In two separate reports, scientists have built networks that describe the unicellular archaeon Halobacterium salinarum (Bonneau et al., 2007), and the multicellular nematode C. elegans (Lee et al., 2008). “We’re trying to develop pragmatic approaches to go from changes in genotype to changes in phenotype,” explains Edward Marcotte at the University of Texas in Austin, senior author on the paper describing the C. elegans model, which was done in collaboration with the group of Andrew Fraser at the Sanger Institute. Whereas similar models have been built for simpler organisms, Marcotte and colleagues have now shown that the approach can be applied to a complex multicellular animal such as the worm.

To build the network, postdoctoral researcher Insuk Lee integrated data from many previous studies, including microarray data, physical and genetic interaction data, and associations mined from the literature. Overall, the researchers integrated more than 20 million experimental observations to generate the network, which, simply stated, is a set of relationships that defines the probability that genes function together.

The best test of a network is whether or not it is predictive. “We were testing the notion,” says Marcotte, “that if we had a large functional network, then associated genes in that network would be involved in similar traits, so if we knocked them down we’d get similar effects. You could think of it as guilt by association.” Indeed, the researchers showed that, given a known exemplar set of genes involved in a particular trait, such as lifespan, the network could identify other genes with similar functions based on the strength of their associations with the exemplar genes. Absolute phenotypic prediction, however, was limited to predicting whether or not a given gene is essential.

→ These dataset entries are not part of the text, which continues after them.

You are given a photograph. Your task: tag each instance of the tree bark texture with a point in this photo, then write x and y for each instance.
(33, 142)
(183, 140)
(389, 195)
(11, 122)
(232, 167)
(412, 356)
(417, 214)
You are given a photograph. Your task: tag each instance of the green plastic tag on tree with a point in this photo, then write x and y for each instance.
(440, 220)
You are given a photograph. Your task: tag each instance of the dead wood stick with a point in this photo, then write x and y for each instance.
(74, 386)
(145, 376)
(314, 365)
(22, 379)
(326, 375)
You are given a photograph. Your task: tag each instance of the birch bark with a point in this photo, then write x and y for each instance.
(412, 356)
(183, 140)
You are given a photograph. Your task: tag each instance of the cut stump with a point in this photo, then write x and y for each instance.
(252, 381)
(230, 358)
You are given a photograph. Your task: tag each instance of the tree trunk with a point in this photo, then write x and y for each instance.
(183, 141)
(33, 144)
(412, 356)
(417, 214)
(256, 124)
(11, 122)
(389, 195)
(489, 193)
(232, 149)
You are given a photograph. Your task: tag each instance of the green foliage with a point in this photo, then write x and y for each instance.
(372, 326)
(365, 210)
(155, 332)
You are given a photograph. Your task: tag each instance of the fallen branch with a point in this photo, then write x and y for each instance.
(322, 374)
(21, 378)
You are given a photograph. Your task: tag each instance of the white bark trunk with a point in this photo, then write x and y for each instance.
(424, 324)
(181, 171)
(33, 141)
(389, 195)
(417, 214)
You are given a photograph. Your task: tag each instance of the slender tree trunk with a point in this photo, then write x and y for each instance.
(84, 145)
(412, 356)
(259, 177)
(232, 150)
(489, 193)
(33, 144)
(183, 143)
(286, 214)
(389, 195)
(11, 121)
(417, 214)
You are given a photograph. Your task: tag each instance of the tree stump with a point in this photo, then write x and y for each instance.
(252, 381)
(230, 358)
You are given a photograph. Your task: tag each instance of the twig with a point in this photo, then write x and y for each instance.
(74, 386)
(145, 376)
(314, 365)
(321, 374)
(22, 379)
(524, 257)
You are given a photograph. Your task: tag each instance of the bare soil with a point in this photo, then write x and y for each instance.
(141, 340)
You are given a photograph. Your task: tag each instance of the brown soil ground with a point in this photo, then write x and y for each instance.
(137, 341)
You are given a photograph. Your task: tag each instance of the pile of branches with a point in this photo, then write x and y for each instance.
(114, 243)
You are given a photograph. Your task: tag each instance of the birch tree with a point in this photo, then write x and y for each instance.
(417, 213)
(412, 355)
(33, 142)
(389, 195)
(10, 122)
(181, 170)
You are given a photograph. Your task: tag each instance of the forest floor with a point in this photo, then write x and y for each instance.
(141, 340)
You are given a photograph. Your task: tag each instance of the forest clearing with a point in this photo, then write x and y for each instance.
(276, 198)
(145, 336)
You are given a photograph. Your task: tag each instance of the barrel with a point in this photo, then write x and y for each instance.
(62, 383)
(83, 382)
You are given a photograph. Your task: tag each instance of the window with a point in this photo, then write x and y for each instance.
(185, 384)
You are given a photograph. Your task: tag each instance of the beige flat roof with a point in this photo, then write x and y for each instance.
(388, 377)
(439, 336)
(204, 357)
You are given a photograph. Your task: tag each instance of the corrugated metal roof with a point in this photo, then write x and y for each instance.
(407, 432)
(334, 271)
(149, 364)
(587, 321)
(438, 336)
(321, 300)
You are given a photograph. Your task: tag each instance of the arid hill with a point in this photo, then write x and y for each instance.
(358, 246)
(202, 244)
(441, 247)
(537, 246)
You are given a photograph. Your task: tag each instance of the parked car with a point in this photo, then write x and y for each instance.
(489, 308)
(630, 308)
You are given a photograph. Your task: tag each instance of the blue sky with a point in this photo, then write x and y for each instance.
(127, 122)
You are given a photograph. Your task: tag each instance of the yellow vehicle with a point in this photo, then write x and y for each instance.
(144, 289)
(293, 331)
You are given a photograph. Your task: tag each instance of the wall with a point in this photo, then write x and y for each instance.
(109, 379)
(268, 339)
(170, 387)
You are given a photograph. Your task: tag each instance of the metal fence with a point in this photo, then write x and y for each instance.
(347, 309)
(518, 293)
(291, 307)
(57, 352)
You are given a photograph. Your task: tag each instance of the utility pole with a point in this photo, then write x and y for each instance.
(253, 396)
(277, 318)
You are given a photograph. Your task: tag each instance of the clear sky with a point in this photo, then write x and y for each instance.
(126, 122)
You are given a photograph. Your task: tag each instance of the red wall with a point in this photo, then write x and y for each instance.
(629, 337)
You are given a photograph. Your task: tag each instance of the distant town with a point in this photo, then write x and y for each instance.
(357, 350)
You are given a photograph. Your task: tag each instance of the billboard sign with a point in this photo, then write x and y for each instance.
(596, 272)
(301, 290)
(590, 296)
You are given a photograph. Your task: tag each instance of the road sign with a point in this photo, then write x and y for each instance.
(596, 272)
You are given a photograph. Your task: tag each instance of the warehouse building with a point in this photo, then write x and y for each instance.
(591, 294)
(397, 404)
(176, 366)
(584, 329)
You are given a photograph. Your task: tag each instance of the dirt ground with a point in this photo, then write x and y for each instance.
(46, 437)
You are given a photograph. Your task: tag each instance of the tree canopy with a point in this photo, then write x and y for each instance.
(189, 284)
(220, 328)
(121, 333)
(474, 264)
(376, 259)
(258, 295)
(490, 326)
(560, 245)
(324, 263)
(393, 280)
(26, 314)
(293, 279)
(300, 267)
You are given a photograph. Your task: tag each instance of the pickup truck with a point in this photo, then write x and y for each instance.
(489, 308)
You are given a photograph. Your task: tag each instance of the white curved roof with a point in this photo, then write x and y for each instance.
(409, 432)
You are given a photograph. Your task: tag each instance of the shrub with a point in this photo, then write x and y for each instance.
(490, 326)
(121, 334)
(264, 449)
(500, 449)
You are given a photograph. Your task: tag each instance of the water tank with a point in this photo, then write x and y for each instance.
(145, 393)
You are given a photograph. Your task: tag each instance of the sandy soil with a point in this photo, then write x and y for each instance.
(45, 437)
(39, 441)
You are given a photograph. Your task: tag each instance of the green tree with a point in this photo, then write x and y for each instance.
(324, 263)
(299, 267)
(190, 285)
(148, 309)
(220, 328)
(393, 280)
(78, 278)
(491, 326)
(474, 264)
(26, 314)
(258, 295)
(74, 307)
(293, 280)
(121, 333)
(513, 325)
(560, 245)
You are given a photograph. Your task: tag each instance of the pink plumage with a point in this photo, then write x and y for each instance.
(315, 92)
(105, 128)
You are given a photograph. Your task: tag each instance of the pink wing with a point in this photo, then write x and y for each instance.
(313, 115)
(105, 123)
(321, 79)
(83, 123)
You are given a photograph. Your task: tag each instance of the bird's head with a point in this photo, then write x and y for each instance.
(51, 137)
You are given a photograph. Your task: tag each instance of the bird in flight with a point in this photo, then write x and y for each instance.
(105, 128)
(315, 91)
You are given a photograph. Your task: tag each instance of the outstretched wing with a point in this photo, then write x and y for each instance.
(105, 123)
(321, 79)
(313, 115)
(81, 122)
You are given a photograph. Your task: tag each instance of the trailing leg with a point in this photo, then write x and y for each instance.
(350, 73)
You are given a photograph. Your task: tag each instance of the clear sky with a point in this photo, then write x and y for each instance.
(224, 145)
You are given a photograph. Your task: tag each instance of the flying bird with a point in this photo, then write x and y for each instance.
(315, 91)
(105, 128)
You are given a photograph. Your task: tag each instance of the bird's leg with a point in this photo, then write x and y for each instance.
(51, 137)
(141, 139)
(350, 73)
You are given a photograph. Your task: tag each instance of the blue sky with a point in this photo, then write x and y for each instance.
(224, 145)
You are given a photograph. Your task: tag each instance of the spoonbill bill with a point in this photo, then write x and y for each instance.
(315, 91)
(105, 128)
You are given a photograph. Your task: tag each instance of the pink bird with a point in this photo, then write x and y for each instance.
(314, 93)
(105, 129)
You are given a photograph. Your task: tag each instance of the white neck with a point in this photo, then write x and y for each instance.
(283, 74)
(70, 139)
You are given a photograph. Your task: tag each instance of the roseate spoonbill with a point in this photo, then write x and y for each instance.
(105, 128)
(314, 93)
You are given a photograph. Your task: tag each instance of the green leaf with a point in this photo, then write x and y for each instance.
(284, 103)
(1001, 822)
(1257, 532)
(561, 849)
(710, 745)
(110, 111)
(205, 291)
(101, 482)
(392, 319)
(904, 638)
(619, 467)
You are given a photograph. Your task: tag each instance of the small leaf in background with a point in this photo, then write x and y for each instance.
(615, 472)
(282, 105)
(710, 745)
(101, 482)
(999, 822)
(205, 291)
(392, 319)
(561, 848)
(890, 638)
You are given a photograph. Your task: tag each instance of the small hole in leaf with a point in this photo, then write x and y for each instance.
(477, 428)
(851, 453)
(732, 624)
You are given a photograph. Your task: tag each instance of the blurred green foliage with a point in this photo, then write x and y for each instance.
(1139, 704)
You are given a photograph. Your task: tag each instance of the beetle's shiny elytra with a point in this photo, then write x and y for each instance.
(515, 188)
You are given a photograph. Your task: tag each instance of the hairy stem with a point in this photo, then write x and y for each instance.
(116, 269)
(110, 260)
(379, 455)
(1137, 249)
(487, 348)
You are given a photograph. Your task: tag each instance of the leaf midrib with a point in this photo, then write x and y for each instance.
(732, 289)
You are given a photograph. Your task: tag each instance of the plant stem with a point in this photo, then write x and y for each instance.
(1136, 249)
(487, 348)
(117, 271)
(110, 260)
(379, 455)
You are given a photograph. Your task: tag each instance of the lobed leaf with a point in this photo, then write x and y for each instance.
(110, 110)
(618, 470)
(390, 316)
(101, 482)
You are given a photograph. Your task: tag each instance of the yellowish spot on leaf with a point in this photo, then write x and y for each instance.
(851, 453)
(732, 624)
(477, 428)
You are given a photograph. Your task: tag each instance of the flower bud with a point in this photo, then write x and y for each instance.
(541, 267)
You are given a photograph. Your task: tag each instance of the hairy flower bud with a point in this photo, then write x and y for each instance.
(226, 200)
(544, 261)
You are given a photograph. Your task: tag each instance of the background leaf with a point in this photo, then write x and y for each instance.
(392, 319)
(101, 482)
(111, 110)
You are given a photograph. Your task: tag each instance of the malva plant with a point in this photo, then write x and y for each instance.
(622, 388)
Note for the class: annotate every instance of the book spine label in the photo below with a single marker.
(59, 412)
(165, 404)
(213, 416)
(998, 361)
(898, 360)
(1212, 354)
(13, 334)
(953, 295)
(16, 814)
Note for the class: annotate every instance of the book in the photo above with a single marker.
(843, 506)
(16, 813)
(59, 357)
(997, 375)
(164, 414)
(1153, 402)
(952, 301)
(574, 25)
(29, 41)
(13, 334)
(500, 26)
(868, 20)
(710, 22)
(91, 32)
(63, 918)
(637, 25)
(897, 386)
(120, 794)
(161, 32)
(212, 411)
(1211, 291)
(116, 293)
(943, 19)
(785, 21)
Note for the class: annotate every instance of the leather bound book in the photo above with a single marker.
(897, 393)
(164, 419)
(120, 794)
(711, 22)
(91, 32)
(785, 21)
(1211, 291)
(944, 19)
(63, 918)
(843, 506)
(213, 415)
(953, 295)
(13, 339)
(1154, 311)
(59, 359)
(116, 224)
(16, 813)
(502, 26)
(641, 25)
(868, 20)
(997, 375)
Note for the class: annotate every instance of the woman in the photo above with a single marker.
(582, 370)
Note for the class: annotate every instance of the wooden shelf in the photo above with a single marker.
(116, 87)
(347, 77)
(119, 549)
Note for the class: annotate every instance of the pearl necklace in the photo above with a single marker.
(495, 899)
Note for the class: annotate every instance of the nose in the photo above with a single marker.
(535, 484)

“One of the most exciting things here is that a single network can be predictive for different cell and tissue types in a multicellular organism,” says Marcotte. “It was not clear in advance that there would be that kind of specificity encoded in the network.” An obvious application of this approach therefore is the identification of candidate genes in human genetic disease. As Marcotte points out, many human diseases do have some associated exemplar genes, and more are likely to be uncovered in the future. These could be used in a network-based approach to identify other candidate disease genes.

What distinguishes the work of Richard Bonneau at New York University and Nitin Baliga and colleagues at the Institute for Systems Biology from other network analyses is that the archaeon that they chose to model, H. salinarum, is relatively unstudied. As there was very little information other than gene ontologies available, the researchers resorted to a data-driven approach. They subjected the archaea to environmental and genetic perturbations, used microarrays to monitor changes in gene expression over time, identified clusters of co-regulated genes, and used these clusters as the basis for building a functional network.

In this case as well, the network is predictive. By carrying out 131 microarray experiments in parallel, Baliga and colleagues showed that the network predicts transcriptional responses to many different perturbations that were not used to initially build it. “It suggests that you need a finite number of perturbations to build a useful model,” says Baliga. “This has exciting implications for using the approach on other organisms about which not much is known.” What is more, Baliga predicts that one should be able to build such networks using data obtained purely from environmental perturbation studies. This would open up the analysis of organisms for which genetic manipulation is still not possible.

The other eventual application of this work is to synthetic biology—the building of cells. Recent reports on the de novo synthesis of microbial genomes have received a great deal of attention, but this, as Baliga puts it, is merely molecular engineering technology. “What you need,” he emphasizes, “and which the synthetic biologists don’t have, are the comprehensive circuit diagrams for a whole cell. And we’re providing the circuit diagrams.”